Communiqué de presse

Les agents n’étant pas responsables des blessures d’une femme, l’UES met fin à son enquête sur un incident survenu dans le comté de Middlesex

Numéro du dossier: 25-POI-321   

Mississauga (Ontario) (21 novembre 2025) ---
La sous-directrice de l’Unité des enquêtes spéciales (UES), Stacey O’Brien, a mis fin à une enquête sur les blessures graves qu’une femme de 40 ans a subies en août dernier dans le comté de Middlesex.

Le 20 août 2025, la femme traversait une crise de santé mentale au cours de laquelle elle s’est infligé des blessures à l’abdomen avec un couteau. Après s’être blessée, elle a réussi à appeler les services d’urgence et à demander de l’aide. Des agents de la Police provinciale de l’Ontario ont été dépêchés à son domicile situé à Lucan-Biddulph, dans le comté de Middlesex. Le premier agent arrivé sur place a trouvé la femme debout devant son domicile, un couteau à la main. Il a tenté de discuter avec elle, mais elle s’est enfuie vers un champ de maïs à proximité. Une fois retrouvée, elle a été transportée à l’hôpital où elle a subi une intervention chirurgicale pour soigner ses blessures profondes causées par des coups de couteau. 

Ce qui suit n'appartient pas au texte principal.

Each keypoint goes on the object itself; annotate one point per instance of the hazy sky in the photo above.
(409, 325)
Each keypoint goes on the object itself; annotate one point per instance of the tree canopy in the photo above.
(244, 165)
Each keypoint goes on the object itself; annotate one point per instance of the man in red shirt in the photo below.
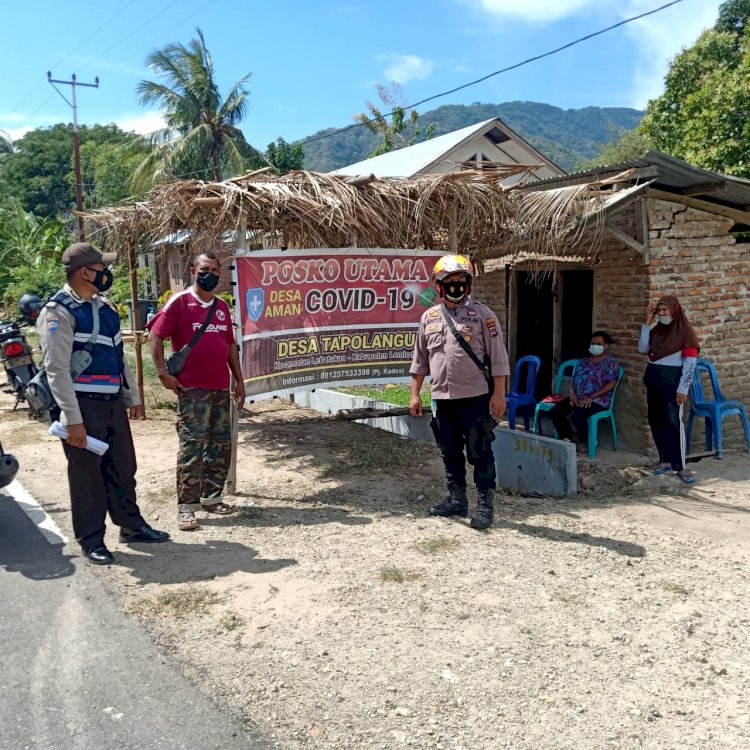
(202, 388)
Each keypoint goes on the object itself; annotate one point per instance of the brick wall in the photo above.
(489, 289)
(695, 259)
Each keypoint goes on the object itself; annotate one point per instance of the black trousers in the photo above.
(664, 412)
(101, 484)
(578, 415)
(466, 423)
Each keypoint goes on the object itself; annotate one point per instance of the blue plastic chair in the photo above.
(600, 416)
(713, 411)
(517, 400)
(567, 369)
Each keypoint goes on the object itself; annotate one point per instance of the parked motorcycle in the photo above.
(8, 467)
(15, 353)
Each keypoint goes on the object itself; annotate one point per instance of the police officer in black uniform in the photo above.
(94, 401)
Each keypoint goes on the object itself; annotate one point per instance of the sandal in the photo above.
(661, 468)
(221, 509)
(686, 476)
(186, 521)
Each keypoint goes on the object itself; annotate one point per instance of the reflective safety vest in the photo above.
(105, 373)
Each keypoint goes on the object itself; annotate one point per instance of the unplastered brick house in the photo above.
(669, 228)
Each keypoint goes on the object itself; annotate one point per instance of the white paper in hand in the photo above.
(92, 444)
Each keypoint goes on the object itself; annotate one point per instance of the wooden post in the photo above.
(240, 248)
(133, 270)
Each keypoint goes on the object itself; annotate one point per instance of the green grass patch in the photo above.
(231, 622)
(437, 545)
(178, 604)
(392, 393)
(394, 574)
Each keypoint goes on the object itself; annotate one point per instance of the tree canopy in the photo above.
(403, 129)
(201, 138)
(39, 170)
(704, 114)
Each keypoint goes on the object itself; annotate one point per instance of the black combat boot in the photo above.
(456, 504)
(482, 519)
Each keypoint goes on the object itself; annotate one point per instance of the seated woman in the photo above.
(591, 387)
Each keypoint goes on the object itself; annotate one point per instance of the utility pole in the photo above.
(76, 139)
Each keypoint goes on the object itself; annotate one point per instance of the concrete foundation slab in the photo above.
(329, 402)
(527, 462)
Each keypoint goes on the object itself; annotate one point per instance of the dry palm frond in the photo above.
(467, 210)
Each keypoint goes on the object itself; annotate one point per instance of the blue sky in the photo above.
(315, 63)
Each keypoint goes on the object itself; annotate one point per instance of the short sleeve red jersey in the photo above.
(182, 315)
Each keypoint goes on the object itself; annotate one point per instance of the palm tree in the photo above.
(201, 137)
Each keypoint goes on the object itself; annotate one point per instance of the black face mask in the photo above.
(103, 279)
(207, 280)
(454, 291)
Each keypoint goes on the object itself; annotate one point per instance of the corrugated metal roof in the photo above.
(409, 161)
(672, 174)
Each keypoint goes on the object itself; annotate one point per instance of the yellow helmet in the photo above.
(449, 264)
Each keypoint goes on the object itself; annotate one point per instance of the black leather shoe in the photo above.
(144, 534)
(99, 555)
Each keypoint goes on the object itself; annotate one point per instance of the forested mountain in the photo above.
(567, 136)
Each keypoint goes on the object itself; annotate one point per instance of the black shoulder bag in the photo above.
(176, 361)
(485, 366)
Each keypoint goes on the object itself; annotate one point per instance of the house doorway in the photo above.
(576, 313)
(553, 316)
(535, 324)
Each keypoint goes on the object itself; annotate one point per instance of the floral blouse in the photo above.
(591, 376)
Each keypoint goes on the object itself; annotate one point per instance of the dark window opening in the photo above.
(496, 136)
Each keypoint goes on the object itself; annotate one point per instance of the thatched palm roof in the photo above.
(468, 211)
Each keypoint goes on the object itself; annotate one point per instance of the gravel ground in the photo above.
(332, 612)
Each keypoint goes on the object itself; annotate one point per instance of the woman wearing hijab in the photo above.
(672, 348)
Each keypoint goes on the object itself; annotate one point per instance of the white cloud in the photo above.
(405, 68)
(15, 133)
(142, 123)
(537, 10)
(658, 38)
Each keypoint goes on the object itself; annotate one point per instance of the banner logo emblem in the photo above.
(255, 300)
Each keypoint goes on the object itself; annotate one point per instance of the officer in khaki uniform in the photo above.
(94, 402)
(465, 412)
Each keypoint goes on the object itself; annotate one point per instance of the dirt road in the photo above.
(334, 613)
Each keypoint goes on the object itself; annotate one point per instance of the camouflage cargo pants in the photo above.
(205, 434)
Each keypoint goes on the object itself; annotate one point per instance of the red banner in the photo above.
(312, 318)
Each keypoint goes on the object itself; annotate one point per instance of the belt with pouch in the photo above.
(100, 396)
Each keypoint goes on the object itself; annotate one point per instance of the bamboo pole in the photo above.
(240, 243)
(136, 313)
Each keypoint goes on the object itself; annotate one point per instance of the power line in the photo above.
(127, 36)
(94, 33)
(528, 60)
(498, 72)
(173, 26)
(57, 64)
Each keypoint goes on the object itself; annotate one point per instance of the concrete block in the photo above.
(527, 462)
(330, 402)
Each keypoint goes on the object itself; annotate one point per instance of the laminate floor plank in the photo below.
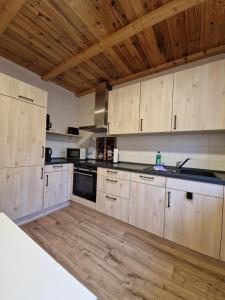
(118, 261)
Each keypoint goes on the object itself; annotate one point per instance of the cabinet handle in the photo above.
(175, 122)
(141, 125)
(112, 172)
(110, 180)
(43, 151)
(111, 198)
(146, 177)
(26, 98)
(168, 199)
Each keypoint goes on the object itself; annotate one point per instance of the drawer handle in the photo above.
(112, 172)
(168, 199)
(26, 98)
(111, 198)
(146, 177)
(175, 122)
(110, 180)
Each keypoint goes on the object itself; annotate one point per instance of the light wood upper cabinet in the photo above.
(21, 191)
(147, 205)
(15, 88)
(123, 110)
(199, 98)
(22, 133)
(194, 223)
(156, 104)
(56, 188)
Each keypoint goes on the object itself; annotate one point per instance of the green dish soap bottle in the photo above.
(158, 158)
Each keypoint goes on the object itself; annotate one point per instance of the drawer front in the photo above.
(114, 173)
(56, 168)
(148, 179)
(208, 189)
(113, 206)
(114, 186)
(20, 90)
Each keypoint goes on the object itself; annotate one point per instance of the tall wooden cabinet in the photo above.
(147, 203)
(123, 113)
(156, 104)
(199, 98)
(22, 142)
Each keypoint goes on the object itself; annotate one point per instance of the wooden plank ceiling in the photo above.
(46, 33)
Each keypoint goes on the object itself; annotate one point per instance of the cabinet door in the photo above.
(123, 113)
(113, 206)
(21, 191)
(22, 133)
(56, 188)
(194, 223)
(199, 98)
(10, 147)
(147, 205)
(156, 104)
(32, 134)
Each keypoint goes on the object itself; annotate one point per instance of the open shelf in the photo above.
(63, 134)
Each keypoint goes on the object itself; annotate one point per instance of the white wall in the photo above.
(62, 105)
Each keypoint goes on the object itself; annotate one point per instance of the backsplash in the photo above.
(207, 151)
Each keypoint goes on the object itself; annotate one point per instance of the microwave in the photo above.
(76, 153)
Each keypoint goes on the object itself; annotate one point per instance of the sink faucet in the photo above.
(180, 164)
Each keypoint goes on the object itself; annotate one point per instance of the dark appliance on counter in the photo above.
(48, 123)
(84, 182)
(48, 153)
(105, 147)
(73, 130)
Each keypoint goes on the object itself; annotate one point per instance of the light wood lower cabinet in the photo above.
(194, 223)
(114, 186)
(56, 188)
(21, 191)
(147, 205)
(113, 206)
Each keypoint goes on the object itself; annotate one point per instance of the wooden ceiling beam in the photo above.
(8, 11)
(163, 67)
(148, 20)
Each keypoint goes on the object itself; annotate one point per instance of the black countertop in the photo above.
(144, 168)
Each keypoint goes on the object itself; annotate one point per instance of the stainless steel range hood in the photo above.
(101, 110)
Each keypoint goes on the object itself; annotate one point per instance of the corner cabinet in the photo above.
(156, 104)
(56, 190)
(123, 110)
(21, 191)
(199, 98)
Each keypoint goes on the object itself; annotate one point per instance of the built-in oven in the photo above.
(84, 182)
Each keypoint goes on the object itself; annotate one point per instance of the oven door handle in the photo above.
(90, 175)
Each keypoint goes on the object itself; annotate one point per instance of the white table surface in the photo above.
(27, 272)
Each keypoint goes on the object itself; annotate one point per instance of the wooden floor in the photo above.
(117, 261)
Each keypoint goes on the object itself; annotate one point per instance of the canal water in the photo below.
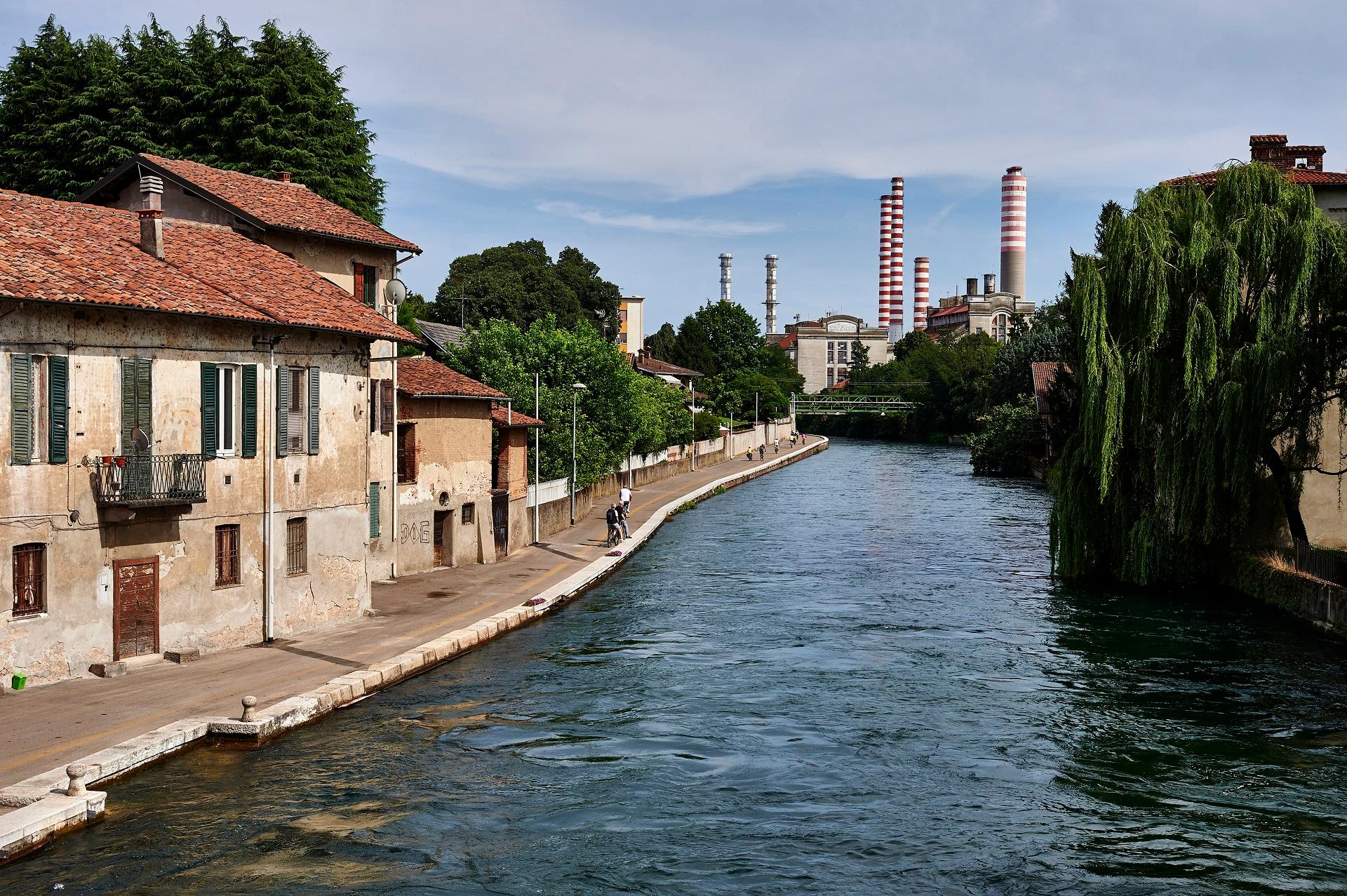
(850, 676)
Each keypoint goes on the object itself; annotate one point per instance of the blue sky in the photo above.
(657, 136)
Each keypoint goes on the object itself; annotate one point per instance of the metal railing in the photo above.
(150, 480)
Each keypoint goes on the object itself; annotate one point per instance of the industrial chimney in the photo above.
(920, 291)
(1013, 227)
(152, 215)
(896, 262)
(771, 294)
(885, 248)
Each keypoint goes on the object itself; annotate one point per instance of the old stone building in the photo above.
(187, 420)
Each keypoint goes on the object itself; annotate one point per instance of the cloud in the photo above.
(652, 224)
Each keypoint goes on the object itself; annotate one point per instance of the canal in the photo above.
(850, 676)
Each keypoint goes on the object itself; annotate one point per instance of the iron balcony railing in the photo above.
(150, 480)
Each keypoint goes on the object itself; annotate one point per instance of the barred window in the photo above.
(227, 556)
(297, 546)
(30, 580)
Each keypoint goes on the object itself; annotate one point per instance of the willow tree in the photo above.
(1207, 344)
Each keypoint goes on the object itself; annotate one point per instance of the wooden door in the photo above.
(135, 608)
(438, 535)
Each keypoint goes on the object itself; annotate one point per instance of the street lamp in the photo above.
(575, 402)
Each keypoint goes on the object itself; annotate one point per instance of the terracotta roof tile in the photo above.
(507, 418)
(53, 251)
(287, 205)
(427, 377)
(1297, 175)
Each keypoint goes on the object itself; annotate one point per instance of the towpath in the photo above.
(48, 727)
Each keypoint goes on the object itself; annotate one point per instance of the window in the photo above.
(30, 580)
(297, 546)
(227, 556)
(406, 452)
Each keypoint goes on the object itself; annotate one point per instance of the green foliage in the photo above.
(521, 283)
(1207, 338)
(70, 111)
(617, 413)
(1010, 441)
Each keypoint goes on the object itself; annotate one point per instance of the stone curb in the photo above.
(42, 809)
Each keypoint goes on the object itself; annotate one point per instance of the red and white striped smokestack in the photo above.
(896, 265)
(885, 248)
(920, 291)
(1013, 229)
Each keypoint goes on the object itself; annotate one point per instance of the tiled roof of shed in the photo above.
(53, 251)
(427, 377)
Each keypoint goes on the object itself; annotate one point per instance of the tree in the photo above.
(1209, 338)
(70, 111)
(521, 283)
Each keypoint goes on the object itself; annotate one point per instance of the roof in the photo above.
(53, 251)
(429, 379)
(442, 335)
(1296, 175)
(1044, 377)
(512, 420)
(953, 309)
(266, 203)
(655, 366)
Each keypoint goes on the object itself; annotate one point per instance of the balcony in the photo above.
(150, 480)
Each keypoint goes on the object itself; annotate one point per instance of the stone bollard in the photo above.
(76, 773)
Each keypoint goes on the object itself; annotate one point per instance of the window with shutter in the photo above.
(313, 410)
(282, 407)
(250, 410)
(209, 408)
(373, 509)
(58, 408)
(386, 410)
(20, 408)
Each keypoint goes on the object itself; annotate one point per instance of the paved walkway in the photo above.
(55, 724)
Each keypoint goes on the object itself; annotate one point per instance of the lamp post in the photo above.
(575, 402)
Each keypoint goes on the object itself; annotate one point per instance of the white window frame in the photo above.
(234, 414)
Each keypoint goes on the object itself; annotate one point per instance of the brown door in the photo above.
(135, 608)
(438, 535)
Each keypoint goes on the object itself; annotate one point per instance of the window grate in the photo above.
(227, 556)
(297, 546)
(30, 580)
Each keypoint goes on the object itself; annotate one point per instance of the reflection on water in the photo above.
(852, 676)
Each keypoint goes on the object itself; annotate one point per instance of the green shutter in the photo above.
(20, 408)
(145, 403)
(209, 405)
(282, 411)
(373, 509)
(128, 402)
(313, 410)
(58, 407)
(250, 386)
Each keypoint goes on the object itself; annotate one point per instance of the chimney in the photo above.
(152, 215)
(1013, 228)
(920, 291)
(885, 248)
(771, 294)
(896, 263)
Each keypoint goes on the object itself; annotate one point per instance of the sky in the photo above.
(655, 136)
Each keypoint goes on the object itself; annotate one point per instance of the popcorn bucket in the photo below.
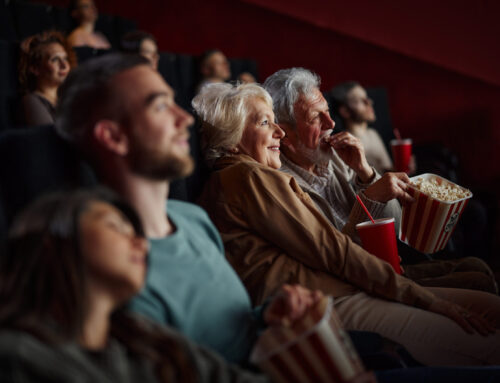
(315, 349)
(427, 223)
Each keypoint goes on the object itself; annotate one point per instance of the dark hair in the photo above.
(32, 52)
(206, 55)
(43, 282)
(131, 41)
(338, 94)
(87, 95)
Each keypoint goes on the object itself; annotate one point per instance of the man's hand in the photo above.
(290, 304)
(352, 152)
(390, 186)
(466, 319)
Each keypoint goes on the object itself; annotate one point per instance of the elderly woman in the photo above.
(44, 64)
(274, 234)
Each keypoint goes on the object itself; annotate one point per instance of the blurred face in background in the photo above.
(85, 11)
(360, 106)
(149, 50)
(114, 254)
(54, 67)
(217, 66)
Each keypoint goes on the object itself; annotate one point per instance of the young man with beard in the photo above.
(123, 117)
(333, 169)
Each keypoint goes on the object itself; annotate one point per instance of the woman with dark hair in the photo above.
(72, 261)
(141, 43)
(44, 64)
(84, 13)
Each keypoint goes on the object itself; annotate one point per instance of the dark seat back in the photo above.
(36, 161)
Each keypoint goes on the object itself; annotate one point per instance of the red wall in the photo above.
(438, 70)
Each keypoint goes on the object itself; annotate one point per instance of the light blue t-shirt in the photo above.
(192, 287)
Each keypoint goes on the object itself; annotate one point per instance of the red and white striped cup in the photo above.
(428, 223)
(316, 349)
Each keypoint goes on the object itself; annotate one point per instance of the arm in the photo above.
(280, 212)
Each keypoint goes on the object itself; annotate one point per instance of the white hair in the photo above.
(286, 86)
(223, 110)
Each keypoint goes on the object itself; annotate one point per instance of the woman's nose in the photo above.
(278, 132)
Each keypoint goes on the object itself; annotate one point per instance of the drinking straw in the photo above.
(397, 134)
(364, 207)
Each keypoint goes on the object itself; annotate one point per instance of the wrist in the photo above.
(366, 174)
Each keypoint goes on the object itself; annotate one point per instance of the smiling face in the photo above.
(115, 256)
(157, 128)
(313, 119)
(261, 136)
(54, 67)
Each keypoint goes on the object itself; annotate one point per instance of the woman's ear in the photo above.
(111, 136)
(344, 112)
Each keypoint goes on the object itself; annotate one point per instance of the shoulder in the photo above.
(193, 219)
(186, 210)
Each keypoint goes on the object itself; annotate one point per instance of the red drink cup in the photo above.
(401, 154)
(379, 239)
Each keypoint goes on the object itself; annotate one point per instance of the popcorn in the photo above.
(428, 223)
(441, 189)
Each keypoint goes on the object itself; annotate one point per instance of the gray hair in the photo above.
(223, 110)
(286, 86)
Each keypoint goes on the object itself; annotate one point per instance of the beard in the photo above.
(156, 164)
(320, 155)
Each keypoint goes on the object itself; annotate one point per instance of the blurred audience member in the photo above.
(273, 233)
(137, 141)
(73, 260)
(84, 12)
(333, 171)
(142, 43)
(45, 61)
(214, 67)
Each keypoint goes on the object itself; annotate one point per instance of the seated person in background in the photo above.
(356, 110)
(84, 12)
(44, 63)
(141, 43)
(334, 169)
(214, 67)
(136, 138)
(72, 261)
(273, 233)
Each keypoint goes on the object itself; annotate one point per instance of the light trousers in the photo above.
(432, 339)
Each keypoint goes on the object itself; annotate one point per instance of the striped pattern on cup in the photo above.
(427, 224)
(316, 349)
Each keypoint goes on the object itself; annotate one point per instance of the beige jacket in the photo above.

Selon les enquêtes préliminaires menées par l’UES, notamment l’examen de vidéos et d’enregistrements audio d’une partie de l’incident, la sous-directrice de l’UES, Mme O’Brien, a estimé que l’enquête devait être abandonnée. Les policiers n’étaient pas responsables des blessures que la femme a subies, mais bien au contraire, leurs actions ont contribué à assurer son bien-être. Le dossier est donc clos.

Si vous ou quelqu’un de votre entourage avez été touchés par un incident faisant l’objet d’une enquête de l’UES et que vous souhaitez obtenir de l’aide, le Programme de services aux personnes concernées peut vous aider. Vous pouvez communiquer avec nous au 1 877 641-1897. Les services sont gratuits, confidentiels et offerts 24 heures sur 24, 7 jours sur 7, toute l’année.

L’UES est un organisme gouvernemental indépendant qui enquête sur la conduite d’agents (agents de police municipaux, régionaux et provinciaux, agents du Service de police Nishnawbe-Aski, agents spéciaux de la Commission des parcs du Niagara et agents de la paix du Service de protection de l’Assemblée législative) qui pourrait avoir entraîné un décès, une blessure grave, la perpétration de violences sexuelles ou la décharge d’une arme à feu sur une personne. Toutes les enquêtes sont menées par des enquêteurs de l'UES qui sont des civils. En vertu de la Loi sur l'Unité des enquêtes spéciales, le directeur de l'UES doit :

  • considérer si un agent a commis une infraction criminelle en lien avec l'incident faisant l'objet de l'enquête;
  • selon le dossier de preuve, faire porter une accusation criminelle contre l'agent, s'il existe des motifs de le faire, ou clôre le dossier sans faire porter d'accusations;
  • rendre compte publiquement des résultats de ses enquêtes.